SAN JOSE, CA – Beneath any powerful and useful AI product are hundreds of hours of data cleaning and legwork, not to mention an even more powerful hardware infrastructure. From cloud technology to data storage, ensuring your hardware is able to compute, store, and mobilise your training dataset in a timely manner is crucial.
To find out more about how companies can get their AI solution to market effectively and in a timely fashion, we sat down with Barbara Murphy, VP of Marketing for WekaIO. WekaIO helps companies manage scale and future proof their data centers so that they can solve real problems that impact the world. Their core product, WekaIO Matrix™, claims to be the world’s fastest shared parallel file system, leapfrogging legacy storage infrastructures by delivering simplicity, scale, and faster performance for a fraction of the cost.
Why is cloud technology so vital to the deployment of AI? What are the challenges?
“The cloud has proven to be a key component of the AI journey, particularly for companies entering the space for the first time. Any AI project starts out with the early development of models. It is an ongoing development process that takes several iterations before the model is ready to put into test and production.”
“During this early development phase, the cloud plays a significant role by allowing data scientists to experiment with models and training, without the heavy investment of dedicated on-premises GPU servers. Many leading cloud services such AWS SageMaker have readymade frameworks that make the on-boarding of new AI projects much simpler.”
“The challenge the cloud presents is getting the data to the compute. If the data training catalog is large, (e.g. autonomous vehicle training) it is a major effort to get the data sets in and out of the cloud. Often times for these large data-set models, the project moves on-premises for the production phase to avoid the heavy cost of moving and storing data in the cloud.”

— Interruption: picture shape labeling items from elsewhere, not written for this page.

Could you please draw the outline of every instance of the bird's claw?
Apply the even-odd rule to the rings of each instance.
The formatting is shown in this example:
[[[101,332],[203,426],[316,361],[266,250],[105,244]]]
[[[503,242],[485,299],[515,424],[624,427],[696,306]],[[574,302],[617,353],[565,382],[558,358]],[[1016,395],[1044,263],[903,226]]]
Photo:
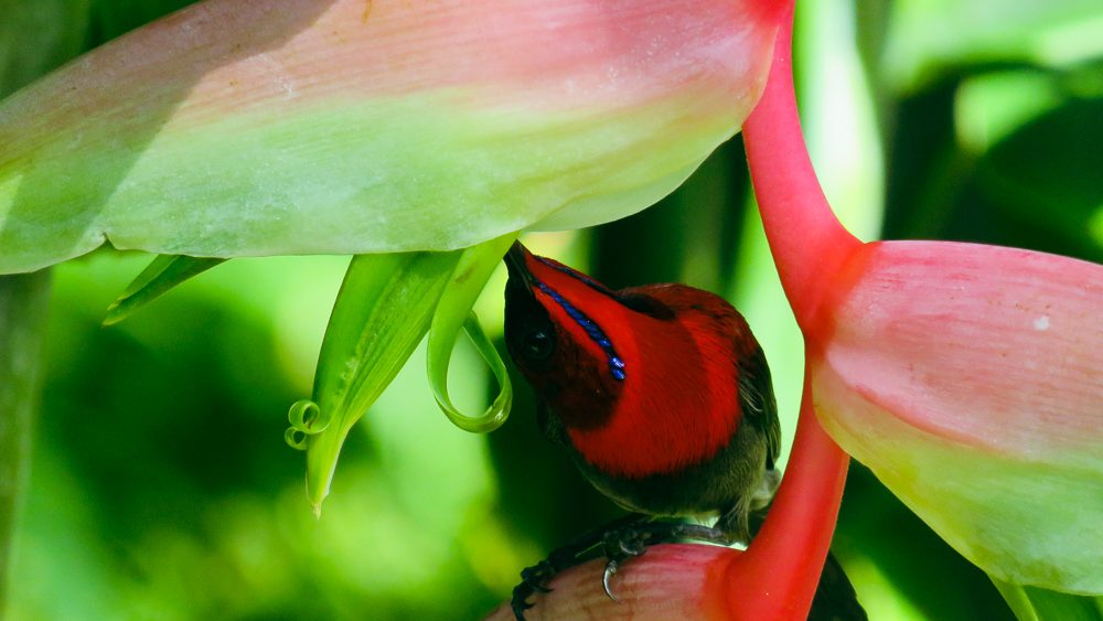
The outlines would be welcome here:
[[[510,599],[510,608],[513,609],[513,617],[517,621],[524,621],[525,611],[536,606],[535,603],[529,603],[528,598],[537,592],[552,592],[548,581],[557,572],[555,565],[548,559],[544,559],[532,567],[521,570],[521,583],[513,588],[513,597]]]
[[[601,586],[604,588],[609,599],[617,602],[620,601],[613,595],[612,587],[610,586],[612,577],[617,575],[617,570],[625,560],[647,552],[647,546],[652,544],[651,539],[654,533],[646,527],[641,527],[639,524],[628,524],[623,527],[608,531],[602,536],[601,544],[608,561],[606,563],[606,570],[601,575]]]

What are the major infrastructure obstacles to making AI work for industry?
“GPUs have shrunk the processing power of tens of CPU servers into a single GPU server delivering massively parallel processing and dramatically improving machine learning cycles. However, the shared storage systems being leveraged to support AI workloads are utilizing technology developed in the 1980s when networks were slow.”
“If your data set does not fit inside the local storage on a single GPU server then scaling the AI workload is a nightmare. NFS, the predominant protocol for data sharing is limited to about 1.5GB/second in bandwidth while a single GPU server can easily consume 10x that throughput. GPU workloads demand a low latency, highly parallel I/O pattern to ensure that the AI workloads are operating at full bandwidth.”

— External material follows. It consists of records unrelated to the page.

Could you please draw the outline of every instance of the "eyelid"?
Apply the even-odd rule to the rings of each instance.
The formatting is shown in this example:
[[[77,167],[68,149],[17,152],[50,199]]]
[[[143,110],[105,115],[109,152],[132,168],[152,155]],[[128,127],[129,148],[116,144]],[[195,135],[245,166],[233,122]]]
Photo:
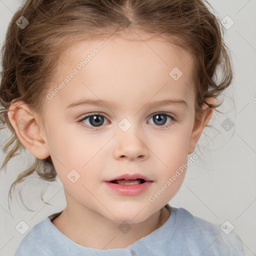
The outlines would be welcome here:
[[[160,115],[160,114],[164,114],[168,116],[172,120],[172,121],[168,124],[164,124],[164,126],[155,126],[159,128],[160,129],[164,129],[168,128],[169,126],[170,126],[172,125],[172,123],[176,122],[177,122],[177,118],[176,117],[176,115],[172,114],[169,114],[164,112],[155,112],[154,113],[152,113],[151,114],[148,118],[147,120],[151,118],[152,116],[154,116],[156,115],[157,114]],[[107,120],[108,122],[109,122],[108,120],[108,118],[105,116],[105,114],[102,114],[102,113],[98,112],[92,112],[90,113],[88,113],[88,114],[84,114],[84,116],[82,116],[82,118],[78,119],[78,120],[76,122],[78,123],[79,124],[81,125],[82,126],[86,127],[86,128],[88,128],[90,130],[98,130],[98,129],[97,128],[97,127],[94,127],[94,126],[88,126],[87,124],[85,124],[83,123],[82,121],[88,119],[88,118],[90,118],[91,116],[102,116],[103,118],[105,118]],[[104,126],[99,126],[99,128],[102,127]]]

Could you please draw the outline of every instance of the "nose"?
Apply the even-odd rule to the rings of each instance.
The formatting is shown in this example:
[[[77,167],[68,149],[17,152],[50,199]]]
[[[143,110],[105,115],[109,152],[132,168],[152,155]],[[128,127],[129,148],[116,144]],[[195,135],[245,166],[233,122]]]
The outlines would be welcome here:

What does competitive advantage look like in the context of AI technology?
“The two key elements to competitive advantage in AI are being in first place to get product to market – whether it is a digital MRI machine, an autonomous taxi or an automated trucking fleet. The faster you can train your model, the quicker you will get to market and the better chance to achieve the number one position. This means that every minute, hour and day counts. Training models for autonomous vehicles can take weeks, so reducing that down to days has a huge impact on the bottom line. This will require that the infrastructure has optimal performance and the lowest latency (the secret time killer of machine learning projects). Technologies like InfiniBand, NVMe, multi-node GPUs and fast data access are critical in the race to win.”
“The other key element is the size of the training model data set, because more data means better models and hence faster time to production. Andrew Ng, VP and Chief Scientist of Baidu; Co-Chairman and Co-Founder of Coursera; Adjunct Professor at Stanford University; and online learning pioneer, put it really well: ‘It’s not who has the best algorithm that wins. It’s who has the most data.’ The larger the training data set, the more accurate the training model will be and the faster it can get to market. Large data sets need a shared storage solution that offer massively high bandwidth, low latency and parallel access so that all GPUS are kept fully busy.”
What does AI mean in practice for enterprises today?
“AI is still in its infancy, but numerous studies have shown that companies who are adopting AI are reducing costs, improving efficiency and delivering bottom line profit to the company. AI can help with problems as basic as setting a maintenance schedule for a factory floor, all the way to targeting the right product to potential buyers and improving sales closure rates.”
“Just look at a company like gong.io that is helping salespeople use the right language to improve the rate of sales closure. No business is too small to utilize readily available AI-powered tools or develop its own AI strategies.”
How can enterprises start thinking about AI solutions in relation to their own business problems?
“AI is not something to be feared, it is the new wave of automation. The first wave of automation was on the production line, making machines that could do (frankly boring) physical tasks as well as a human. AI is simply extending that concept to tasks that are powered by the mind instead of the physical body. AI is a companion to free humans from mundane tasks, so they can focus on their creativity.”
“It is important that we position AI as an enabler and not something to be feared, just like computers did not result in mass unemployment, they simply let humans focus on bigger things.”